Not exactly: it takes MLIR and generates MLIR, it only takes a subset of the IR and turn it into a CUBIN serialized into the IR :)

I suspect it may better be a GPU/Transforms pass?

switch CUDA integration tests from mlir-cuda-runner to mlir-opt + mlir-cpu-runner

If mlir-cpu-runner can also run things on the GPUs, it's name should be changed (to mlir-runner?). Or there could be an mlir-gpu-runner in the interest of reducing the link time for those who may just want to run on the CPU and not link in many other passes and dependences?

csigg planned changes to this revision.Mar 9 2021, 11:40 AM
csigg added inline comments.
mlir/include/mlir/Conversion/GPUToCUBIN/GPUToCUBINPass.h
1 ↗(On Diff #329078)

Thanks River and Mehdi. I will move it to GPU/Transforms. For that, I would like to first land a prep revision.

mlir/lib/Conversion/GPUToCUBIN/LowerGPUToCUBIN.cpp
96 ↗(On Diff #329078)

Good point. I will change GpuKernelToBlobPass to a base class (and move it to GPU/Transforms), so that we can add those as dependent dialects.

mlir/test/Integration/GPU/CUDA/shuffle.mlir
1–3

Indeed. Thanks for spotting it.

mehdi_amini added inline comments.Mar 9 2021, 12:03 PM
mlir/lib/Conversion/GPUToCUBIN/LowerGPUToCUBIN.cpp
96 ↗(On Diff #329078)

We can't rely on "dependent dialects": these registration are separate from the dialect registration.

I would suggest using the Pass initialization that is invoked at the beginning of the pipeline before the pass manager runs for this purpose.

csigg updated this revision to Diff 329565.Mar 10 2021, 1:01 AM

Use base class added in D98279.

csigg edited the summary of this revision. (Show Details)Mar 10 2021, 1:03 AM
csigg updated this revision to Diff 329650.Mar 10 2021, 6:37 AM

Rebase, cmake fixes.

csigg added a comment.Mar 10 2021, 6:43 AM

This change should be ready for review again.

mlir/lib/Conversion/GPUToCUBIN/LowerGPUToCUBIN.cpp
96 ↗(On Diff #329078)

Thanks Mehdi. Does the reworked implementation look correct?

mehdi_amini accepted this revision.Mar 10 2021, 9:43 AM

LGTM, but please give a chance to @herhut to have a general look since he reviewed the previous revisions in this series!

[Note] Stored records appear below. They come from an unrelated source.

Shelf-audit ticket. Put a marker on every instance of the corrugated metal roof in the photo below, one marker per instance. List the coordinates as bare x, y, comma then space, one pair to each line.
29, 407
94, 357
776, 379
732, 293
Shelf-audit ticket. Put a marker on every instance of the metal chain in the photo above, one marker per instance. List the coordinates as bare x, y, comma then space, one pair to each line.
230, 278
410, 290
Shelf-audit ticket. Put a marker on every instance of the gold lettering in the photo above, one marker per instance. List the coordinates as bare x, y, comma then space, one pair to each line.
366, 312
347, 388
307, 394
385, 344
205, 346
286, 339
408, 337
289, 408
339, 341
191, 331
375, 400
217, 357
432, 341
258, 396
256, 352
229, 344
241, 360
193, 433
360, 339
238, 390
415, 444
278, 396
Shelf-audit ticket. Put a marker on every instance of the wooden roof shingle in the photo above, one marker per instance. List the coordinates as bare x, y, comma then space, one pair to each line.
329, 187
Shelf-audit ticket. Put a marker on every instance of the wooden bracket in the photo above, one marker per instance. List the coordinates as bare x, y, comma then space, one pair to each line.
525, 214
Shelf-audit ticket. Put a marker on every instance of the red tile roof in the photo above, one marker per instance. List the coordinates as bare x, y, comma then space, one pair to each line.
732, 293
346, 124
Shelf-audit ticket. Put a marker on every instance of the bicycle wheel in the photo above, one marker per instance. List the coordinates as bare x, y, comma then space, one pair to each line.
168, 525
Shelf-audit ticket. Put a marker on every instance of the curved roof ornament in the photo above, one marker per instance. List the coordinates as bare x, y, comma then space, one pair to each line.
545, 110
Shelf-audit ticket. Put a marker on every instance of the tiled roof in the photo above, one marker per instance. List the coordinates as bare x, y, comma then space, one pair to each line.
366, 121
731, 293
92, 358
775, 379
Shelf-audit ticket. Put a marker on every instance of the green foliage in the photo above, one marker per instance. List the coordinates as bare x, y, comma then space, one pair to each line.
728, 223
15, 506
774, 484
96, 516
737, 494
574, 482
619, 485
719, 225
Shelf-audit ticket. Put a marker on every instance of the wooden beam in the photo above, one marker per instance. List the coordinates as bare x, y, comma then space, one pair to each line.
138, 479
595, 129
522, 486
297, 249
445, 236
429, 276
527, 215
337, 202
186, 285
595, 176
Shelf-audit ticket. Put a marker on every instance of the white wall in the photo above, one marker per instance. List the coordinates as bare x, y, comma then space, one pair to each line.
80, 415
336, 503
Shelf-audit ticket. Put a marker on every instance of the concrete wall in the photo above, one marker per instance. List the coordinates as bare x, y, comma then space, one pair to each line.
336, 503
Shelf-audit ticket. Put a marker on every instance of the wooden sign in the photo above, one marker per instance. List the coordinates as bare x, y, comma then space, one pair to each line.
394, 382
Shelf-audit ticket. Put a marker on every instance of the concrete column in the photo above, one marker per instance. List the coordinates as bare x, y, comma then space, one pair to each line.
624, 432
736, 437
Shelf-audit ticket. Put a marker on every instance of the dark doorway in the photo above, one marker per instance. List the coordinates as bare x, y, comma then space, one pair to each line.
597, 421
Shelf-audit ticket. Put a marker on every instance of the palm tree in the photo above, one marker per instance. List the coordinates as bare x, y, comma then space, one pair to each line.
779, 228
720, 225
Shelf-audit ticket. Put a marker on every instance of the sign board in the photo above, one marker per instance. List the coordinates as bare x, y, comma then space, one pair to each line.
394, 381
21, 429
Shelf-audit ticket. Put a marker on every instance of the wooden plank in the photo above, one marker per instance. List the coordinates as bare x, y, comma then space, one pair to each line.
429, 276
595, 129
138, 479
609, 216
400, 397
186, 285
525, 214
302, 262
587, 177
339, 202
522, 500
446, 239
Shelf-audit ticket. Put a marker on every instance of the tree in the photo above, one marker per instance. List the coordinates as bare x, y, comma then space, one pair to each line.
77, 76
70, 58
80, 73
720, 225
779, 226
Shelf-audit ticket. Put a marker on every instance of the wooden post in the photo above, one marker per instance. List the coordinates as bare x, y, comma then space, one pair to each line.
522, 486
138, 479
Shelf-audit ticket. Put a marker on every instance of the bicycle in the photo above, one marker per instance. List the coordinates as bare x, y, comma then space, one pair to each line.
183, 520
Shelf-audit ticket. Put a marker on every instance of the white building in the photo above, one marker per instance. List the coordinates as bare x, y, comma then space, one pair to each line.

mlir/lib/Conversion/GPUToCUBIN/LowerGPUToCUBIN.cpp
96 ↗(On Diff #329078)

I had another hook in mind ( https://mlir.llvm.org/docs/PassManagement/#initialization ) but what you wrote is just equally fine in this case I think!

rriddle accepted this revision.Mar 10 2021, 10:27 AM
rriddle added inline comments.
mlir/include/mlir/Dialect/GPU/Passes.h
89

nit: ///

This revision is now accepted and ready to land.Mar 10 2021, 10:27 AM
csigg updated this revision to Diff 329864.Mar 11 2021, 12:56 AM

Fix nit.

herhut accepted this revision.Mar 11 2021, 1:03 AM

Thanks!

csigg edited the summary of this revision. (Show Details)Mar 11 2021, 1:06 AM
This revision was landed with ongoing or failed builds.Mar 11 2021, 1:07 AM
This revision was automatically updated to reflect the committed changes.